Over the weekend, the US Embassy in Beijing posted a video on Weibo in which Ambassador Nicholas Burns and members of his embassy staff extended wishes to China for a happy Mid-Autumn Festival by reciting lines from “Water Melody” (水调歌头), a poem by the 11th-century intellectual Su Shi (苏轼). The post met with a torrent of criticism in the comment section, as well as messages of support.
“The greatest joy would be for the US not to come and cause hostile destruction,” wrote one user, alluding to the phrase “hostile forces” (敌对势力), often used by the Chinese Communist Party (CCP) to suggest that foreign elements and those sympathetic to them are working to undermine political stability in China.
“The US dog politicians are madly barking again,” said another poster. “First wash your dog brains clean, and replace your dirty dog hearts.”
Others attacked the United States for its criticism of China on human rights grounds. “China has cared about human feeling since ancient times, so much loftier than the human rights you promote,” said one user.
But other users jumped to the defense of the embassy, or expressed well wishes for the Mid-Autumn Festival.

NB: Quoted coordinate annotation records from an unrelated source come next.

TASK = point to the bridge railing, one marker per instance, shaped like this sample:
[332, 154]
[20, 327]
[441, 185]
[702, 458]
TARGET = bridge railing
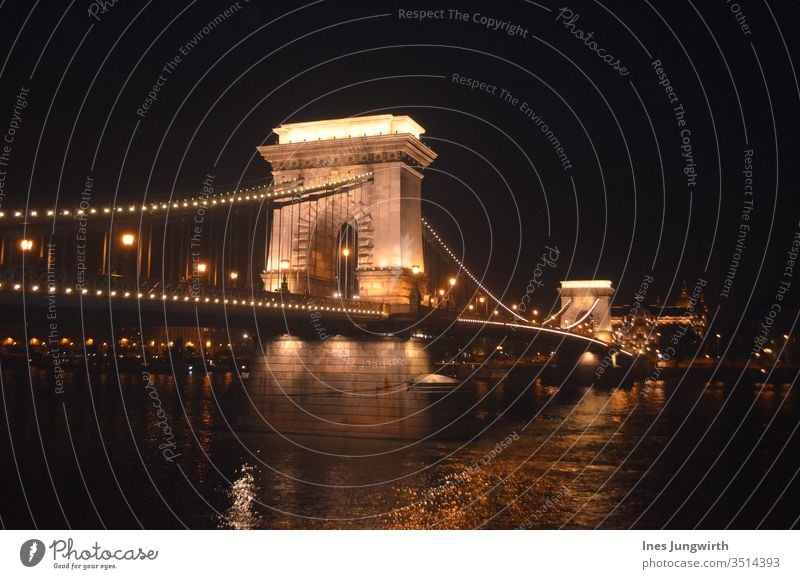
[114, 286]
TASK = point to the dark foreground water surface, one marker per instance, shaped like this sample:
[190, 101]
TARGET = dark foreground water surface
[673, 453]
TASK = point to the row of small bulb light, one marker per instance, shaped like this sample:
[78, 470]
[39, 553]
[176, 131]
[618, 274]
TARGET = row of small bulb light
[527, 326]
[164, 297]
[191, 202]
[469, 273]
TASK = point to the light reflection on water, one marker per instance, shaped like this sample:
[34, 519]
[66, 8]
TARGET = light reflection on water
[582, 457]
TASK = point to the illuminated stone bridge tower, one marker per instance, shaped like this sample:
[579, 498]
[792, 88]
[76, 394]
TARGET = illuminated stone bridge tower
[359, 232]
[587, 303]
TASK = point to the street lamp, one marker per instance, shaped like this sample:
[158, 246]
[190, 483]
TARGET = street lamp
[284, 281]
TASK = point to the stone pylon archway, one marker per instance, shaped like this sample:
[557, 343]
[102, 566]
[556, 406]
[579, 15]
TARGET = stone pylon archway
[367, 171]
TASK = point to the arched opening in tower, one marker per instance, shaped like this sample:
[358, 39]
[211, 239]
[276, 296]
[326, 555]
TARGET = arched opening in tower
[347, 260]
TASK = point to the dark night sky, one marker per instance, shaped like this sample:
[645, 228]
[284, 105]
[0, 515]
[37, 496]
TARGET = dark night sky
[497, 175]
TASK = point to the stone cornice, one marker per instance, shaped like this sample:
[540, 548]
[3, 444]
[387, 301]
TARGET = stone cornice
[403, 148]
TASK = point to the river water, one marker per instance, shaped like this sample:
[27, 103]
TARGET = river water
[111, 452]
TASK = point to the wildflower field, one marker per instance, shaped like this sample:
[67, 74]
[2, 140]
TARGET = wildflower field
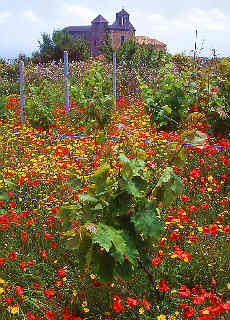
[116, 214]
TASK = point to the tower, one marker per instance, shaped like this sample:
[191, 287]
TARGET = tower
[98, 29]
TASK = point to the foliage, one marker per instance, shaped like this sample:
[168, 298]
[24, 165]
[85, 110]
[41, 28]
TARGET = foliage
[95, 96]
[167, 104]
[39, 112]
[116, 223]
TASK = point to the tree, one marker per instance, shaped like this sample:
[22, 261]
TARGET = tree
[106, 48]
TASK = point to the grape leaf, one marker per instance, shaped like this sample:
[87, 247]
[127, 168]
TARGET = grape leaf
[107, 235]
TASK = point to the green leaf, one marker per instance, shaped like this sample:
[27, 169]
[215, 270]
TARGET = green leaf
[197, 139]
[146, 222]
[72, 244]
[106, 236]
[166, 108]
[106, 266]
[87, 197]
[123, 270]
[169, 186]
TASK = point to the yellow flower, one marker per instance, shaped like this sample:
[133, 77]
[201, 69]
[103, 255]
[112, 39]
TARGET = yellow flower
[141, 310]
[84, 303]
[13, 310]
[205, 312]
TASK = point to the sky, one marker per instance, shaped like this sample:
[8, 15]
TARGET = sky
[174, 23]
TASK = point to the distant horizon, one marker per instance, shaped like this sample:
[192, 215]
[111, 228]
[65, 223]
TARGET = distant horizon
[191, 56]
[174, 23]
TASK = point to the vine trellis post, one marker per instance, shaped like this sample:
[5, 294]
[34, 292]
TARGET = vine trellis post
[21, 81]
[66, 75]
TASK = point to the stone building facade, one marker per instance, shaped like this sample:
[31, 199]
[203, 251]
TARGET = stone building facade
[119, 31]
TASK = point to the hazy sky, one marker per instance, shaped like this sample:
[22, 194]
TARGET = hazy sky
[171, 22]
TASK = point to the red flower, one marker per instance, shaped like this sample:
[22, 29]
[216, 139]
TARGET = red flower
[30, 263]
[226, 305]
[162, 286]
[198, 300]
[145, 302]
[2, 261]
[131, 302]
[183, 292]
[61, 273]
[193, 238]
[97, 284]
[156, 261]
[53, 245]
[19, 290]
[43, 254]
[205, 205]
[24, 236]
[189, 312]
[30, 316]
[47, 236]
[49, 315]
[117, 305]
[49, 293]
[23, 265]
[174, 236]
[59, 283]
[36, 285]
[12, 255]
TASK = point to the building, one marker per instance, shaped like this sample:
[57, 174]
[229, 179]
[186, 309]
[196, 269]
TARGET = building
[119, 31]
[155, 43]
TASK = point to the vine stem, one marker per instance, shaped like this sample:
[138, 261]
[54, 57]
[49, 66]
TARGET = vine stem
[150, 277]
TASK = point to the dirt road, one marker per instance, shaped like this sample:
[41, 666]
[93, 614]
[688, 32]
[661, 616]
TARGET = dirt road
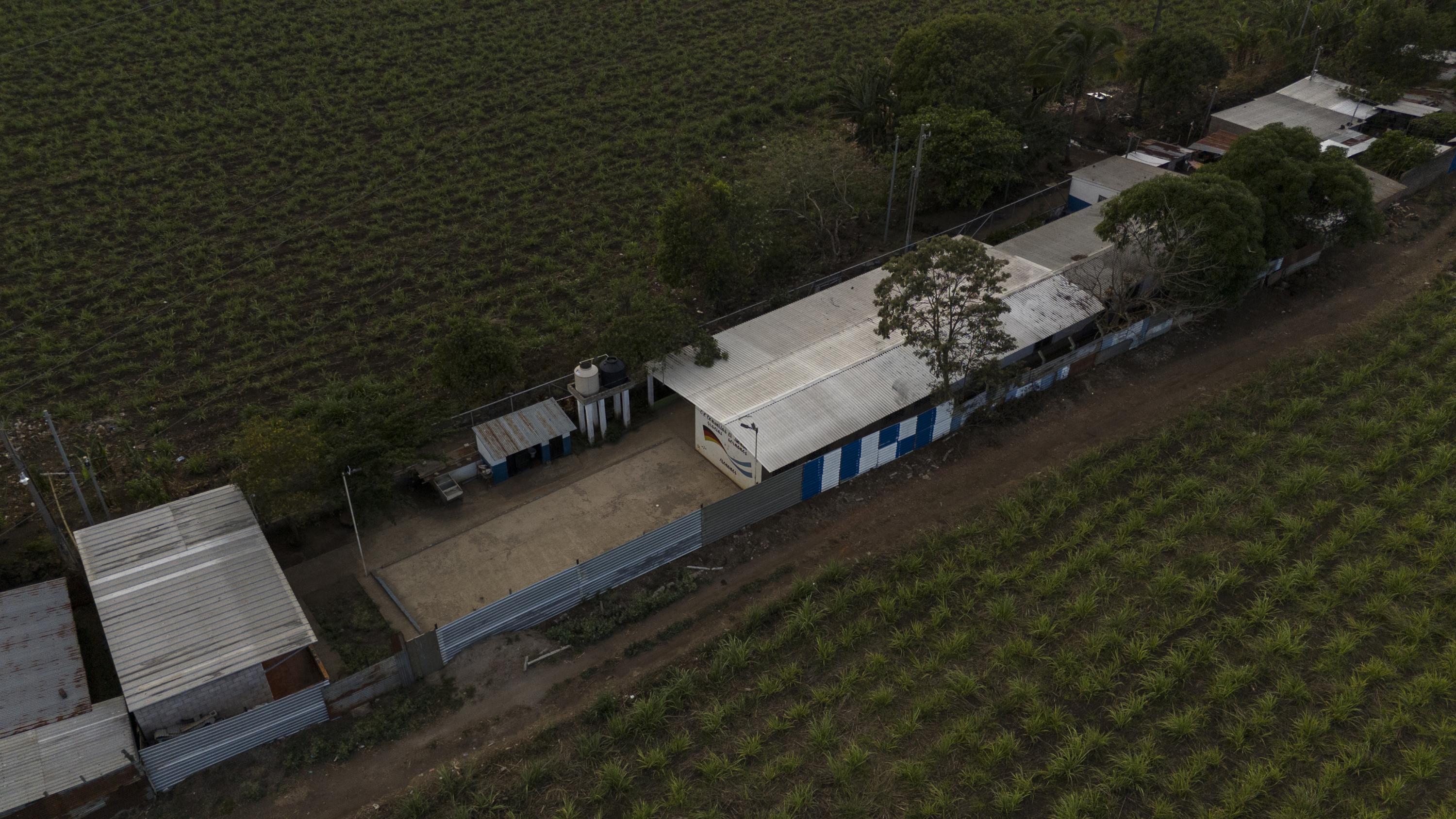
[878, 512]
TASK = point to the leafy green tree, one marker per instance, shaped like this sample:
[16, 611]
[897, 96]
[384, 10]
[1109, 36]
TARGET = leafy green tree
[864, 98]
[1173, 69]
[964, 60]
[1308, 196]
[1186, 244]
[650, 325]
[943, 299]
[967, 158]
[1436, 127]
[699, 239]
[814, 188]
[477, 359]
[370, 425]
[1076, 56]
[280, 464]
[1388, 50]
[1395, 153]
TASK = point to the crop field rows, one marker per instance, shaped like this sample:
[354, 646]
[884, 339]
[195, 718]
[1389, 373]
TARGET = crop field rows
[1248, 613]
[228, 203]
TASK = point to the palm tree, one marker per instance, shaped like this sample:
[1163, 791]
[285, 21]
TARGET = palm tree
[1076, 54]
[864, 98]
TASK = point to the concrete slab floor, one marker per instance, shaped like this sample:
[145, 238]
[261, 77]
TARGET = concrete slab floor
[538, 539]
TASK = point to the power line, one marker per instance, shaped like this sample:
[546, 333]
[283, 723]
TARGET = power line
[85, 28]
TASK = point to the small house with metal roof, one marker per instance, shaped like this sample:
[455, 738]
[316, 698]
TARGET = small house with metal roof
[816, 372]
[197, 613]
[1104, 180]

“Others wish you prosperity and you return it with insults,” said one user, apparently addressing other recent comments. “Only people with twisted hearts would say such things.”
“I came especially today to see the comments here,” said another user on Sunday, after the embassy post had gone viral. “Friendship between China and the US is the mainstream, and I thank Mr. Ambassador for his efforts.”
Early on Sunday, a post syndicated across several major internet portal sites, including Sina, Sohu and Netease, reported on the US Embassy video and the resulting furor in the comment section. By afternoon the post had been expunged from the internet, though it lingered on at the question-and-answer site Zhihu.